Machine Learning Algorithms for the Analysis of Data from Whole-Genome Tiling Microarrays.
(PhD Thesis, University of Tübingen 2010)

In this work we developed machine learning-based methods with the aim to further our understanding regarding fundamental questions of molecular biology, using as our example the model plant Arabidopsis thaliana:

What are the differences between genomes of individuals belonging to the same species? Characterizing sequence variants (polymorphisms) genome-wide is a prerequisite for establishing causal links between adaptive quantitative traits and the underlying genetic variants. Single-nucleotide polymorphisms (SNPs) are the most abundant class of polymorphisms. In addition to SNP detection, we investigated genomic regions in which SNP calling algorithms tend to fail: on the one hand, highly variable sequence tracts, for which, paradoxically, only very few SNPs can be identified and, on the other hand, additional polymorphism types, such as insertions and deletions. With our newly developed method (mPPR) we discovered hundreds of thousands of polymorphic regions (with a false-discovery rate of <3%). These correspond, in part, to SNPs, but also contain deletions ranging from a few to several thousand nucleotides in length. Our results revealed, for the first time, a comprehensive, fine-scale picture of the polymorphism patterns in A. thaliana with dramatic differences between coding and noncoding regions and also between individual genes and gene families.
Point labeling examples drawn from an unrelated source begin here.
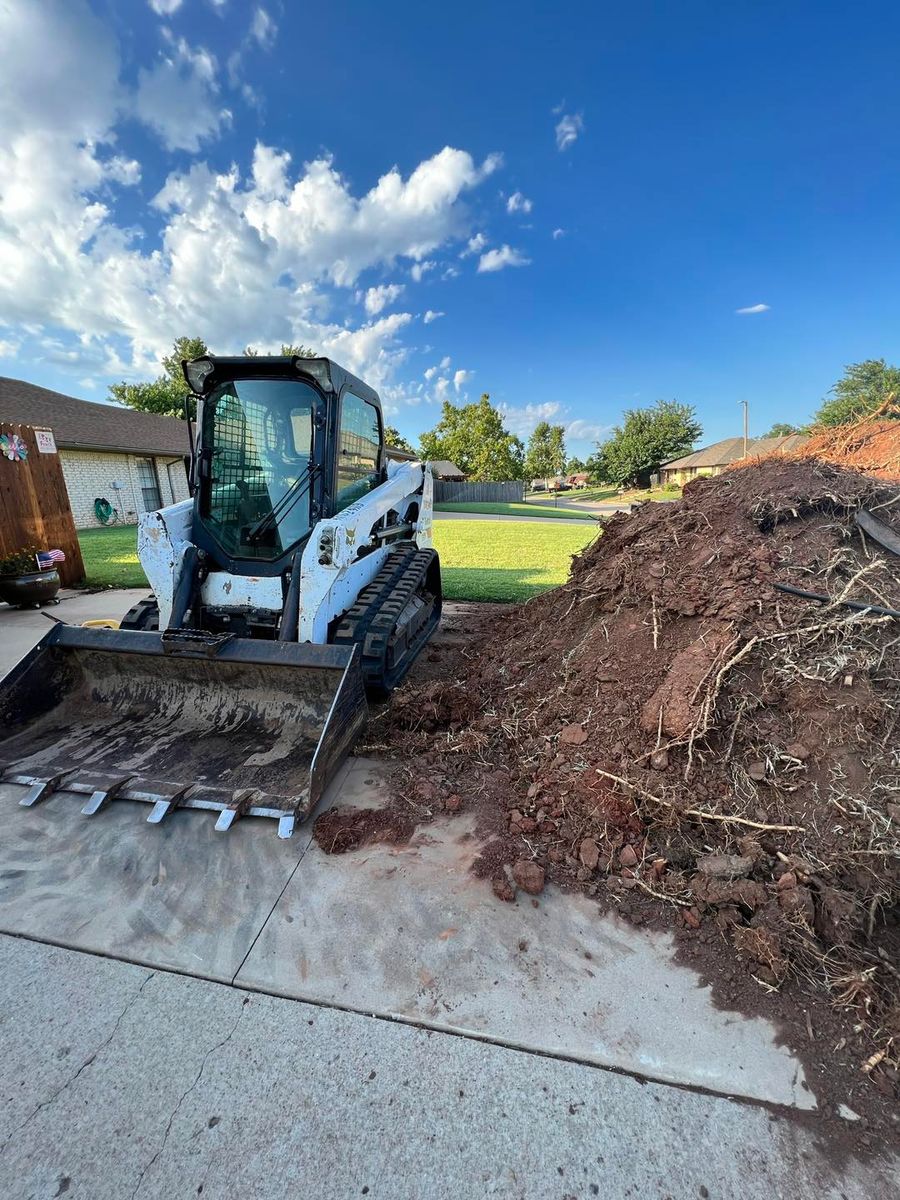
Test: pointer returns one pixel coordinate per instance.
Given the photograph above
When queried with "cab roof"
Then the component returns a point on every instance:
(330, 376)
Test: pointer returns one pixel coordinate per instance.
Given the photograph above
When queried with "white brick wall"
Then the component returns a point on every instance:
(91, 473)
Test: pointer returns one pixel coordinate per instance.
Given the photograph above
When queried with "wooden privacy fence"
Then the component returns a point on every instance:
(34, 502)
(490, 493)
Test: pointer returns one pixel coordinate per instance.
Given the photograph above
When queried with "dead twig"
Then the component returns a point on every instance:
(699, 813)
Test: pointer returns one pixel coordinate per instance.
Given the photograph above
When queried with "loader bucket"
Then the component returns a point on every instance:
(183, 719)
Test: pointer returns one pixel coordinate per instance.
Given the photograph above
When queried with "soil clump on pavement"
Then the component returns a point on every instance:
(677, 736)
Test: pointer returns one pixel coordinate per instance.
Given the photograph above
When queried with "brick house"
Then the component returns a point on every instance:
(718, 457)
(133, 460)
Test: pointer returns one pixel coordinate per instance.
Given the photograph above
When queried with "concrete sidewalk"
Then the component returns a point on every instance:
(120, 1081)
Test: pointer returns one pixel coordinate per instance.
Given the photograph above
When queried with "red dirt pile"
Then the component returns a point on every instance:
(671, 726)
(869, 445)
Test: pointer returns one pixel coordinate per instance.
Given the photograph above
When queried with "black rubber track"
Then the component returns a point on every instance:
(394, 617)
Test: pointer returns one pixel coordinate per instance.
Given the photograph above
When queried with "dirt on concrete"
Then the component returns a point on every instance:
(672, 735)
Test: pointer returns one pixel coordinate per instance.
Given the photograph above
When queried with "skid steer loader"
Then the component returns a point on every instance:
(298, 579)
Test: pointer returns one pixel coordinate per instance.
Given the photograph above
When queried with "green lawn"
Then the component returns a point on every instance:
(510, 510)
(607, 495)
(111, 558)
(480, 559)
(505, 559)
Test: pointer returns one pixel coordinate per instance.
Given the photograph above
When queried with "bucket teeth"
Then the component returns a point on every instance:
(101, 796)
(226, 820)
(40, 789)
(165, 804)
(161, 809)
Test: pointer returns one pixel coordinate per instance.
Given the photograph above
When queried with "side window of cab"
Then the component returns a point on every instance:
(359, 450)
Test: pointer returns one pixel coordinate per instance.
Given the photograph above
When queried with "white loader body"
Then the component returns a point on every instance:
(333, 570)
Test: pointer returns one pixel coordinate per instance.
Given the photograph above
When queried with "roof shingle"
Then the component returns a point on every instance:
(85, 425)
(730, 450)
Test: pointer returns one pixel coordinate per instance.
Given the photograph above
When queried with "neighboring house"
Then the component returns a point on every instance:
(447, 471)
(713, 460)
(394, 454)
(133, 460)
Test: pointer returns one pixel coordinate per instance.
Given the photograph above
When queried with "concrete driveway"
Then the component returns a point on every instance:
(191, 1013)
(23, 628)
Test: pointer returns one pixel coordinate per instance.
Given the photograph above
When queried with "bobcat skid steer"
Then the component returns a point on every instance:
(297, 579)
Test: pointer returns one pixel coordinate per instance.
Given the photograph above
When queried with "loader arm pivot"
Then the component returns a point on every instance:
(299, 576)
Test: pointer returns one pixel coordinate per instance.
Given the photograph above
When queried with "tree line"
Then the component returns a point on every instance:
(475, 439)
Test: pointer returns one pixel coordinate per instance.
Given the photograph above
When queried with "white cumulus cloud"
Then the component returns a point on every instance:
(177, 97)
(568, 129)
(522, 419)
(256, 253)
(474, 245)
(263, 29)
(586, 431)
(519, 203)
(496, 259)
(381, 297)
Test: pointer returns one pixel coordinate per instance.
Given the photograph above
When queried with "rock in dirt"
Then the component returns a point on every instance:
(589, 853)
(574, 735)
(665, 727)
(839, 917)
(628, 856)
(528, 875)
(503, 888)
(659, 760)
(797, 903)
(745, 893)
(730, 867)
(676, 702)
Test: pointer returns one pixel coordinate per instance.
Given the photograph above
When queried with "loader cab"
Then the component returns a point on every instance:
(282, 442)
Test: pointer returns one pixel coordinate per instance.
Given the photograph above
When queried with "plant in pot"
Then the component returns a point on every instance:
(22, 581)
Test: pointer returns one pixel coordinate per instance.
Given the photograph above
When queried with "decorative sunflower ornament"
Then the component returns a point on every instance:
(12, 445)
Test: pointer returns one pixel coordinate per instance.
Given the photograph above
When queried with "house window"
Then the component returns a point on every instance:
(359, 450)
(149, 485)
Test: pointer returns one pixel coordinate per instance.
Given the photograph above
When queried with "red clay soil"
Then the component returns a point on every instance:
(870, 447)
(673, 735)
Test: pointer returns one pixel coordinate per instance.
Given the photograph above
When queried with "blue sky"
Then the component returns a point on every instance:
(586, 193)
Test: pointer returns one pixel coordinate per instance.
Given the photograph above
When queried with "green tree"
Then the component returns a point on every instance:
(287, 349)
(863, 388)
(166, 394)
(473, 437)
(646, 438)
(781, 430)
(545, 456)
(393, 437)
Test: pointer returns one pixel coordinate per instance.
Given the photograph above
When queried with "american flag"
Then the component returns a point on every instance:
(47, 558)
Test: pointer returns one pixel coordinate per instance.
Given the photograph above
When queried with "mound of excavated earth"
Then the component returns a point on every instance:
(676, 735)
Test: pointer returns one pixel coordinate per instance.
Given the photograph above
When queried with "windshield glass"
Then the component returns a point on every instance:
(258, 433)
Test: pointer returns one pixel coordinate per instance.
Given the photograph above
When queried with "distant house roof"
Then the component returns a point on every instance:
(720, 454)
(87, 425)
(444, 469)
(399, 455)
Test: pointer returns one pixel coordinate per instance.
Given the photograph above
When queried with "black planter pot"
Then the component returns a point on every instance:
(29, 591)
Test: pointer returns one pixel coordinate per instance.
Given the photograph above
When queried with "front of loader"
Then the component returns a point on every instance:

What is an organism's full complement of genes, in which tissues and developmental stages are they transcribed and how is their expression altered in response to environmental changes? Transcriptome studies have provided the foundation for reconstruction of the gene regulatory network, which describes the control of cellular processes, e.g., during cell differentiation. We developed a transcript identification method (mSTAD), which recognizes genic expression patterns. With mSTAD, we discovered thousands of new transcripts that were not previously known despite extensive annotation efforts. Validation experiments confirmed >75% of the tested cases, corroborating mSTAD's high accuracy. Moreover, we found hundreds of genomic regions with evidence of stress-specific transcription. These include previously unannotated genes as well as wrongly annotated parts of known genes.

Our computational methods are based on data generated with so-called tiling arrays, an advanced DNA microarray which interrogates a whole genome in regular intervals. It facilitates both the detection of polymorphisms and transcriptome profiling. Using this technology our analyses targeted, for the first time, the whole genome and were not restricted to a few fragments.

Since the resulting data resources are the basis for further research, high accuracy was imperative. However, microarray data typically exhibits high noise levels. We therefore devised new preprocessing techniques to reduce systematic noise, in particular probe sequence effects. We demonstrated the benefit of this technique for subsequent transcript identification. In contrast to that, comparable methods investigated here failed in this aspect. In our attempts to detect polymorphic or transcribed regions, we were facing segmentation problems. Recently developed machine learning algorithms, especially Hidden Markov Support Vector Machines, were found to be very well-suited for solving these problems. In the case of transcript identification, we could show mSTAD's superior accuracy compared to other widely used methods. Since no comparable methods exist for polymorphic region prediction, however, no such comparison was possible. Although originally developed for the analysis of A. thaliana data, our methods can nevertheless be broadly applied to similar data sets, which already exist for a number of organisms. We furthermore discuss their applicability to related data as it is, for instance, being generated by next-generation sequencing technologies.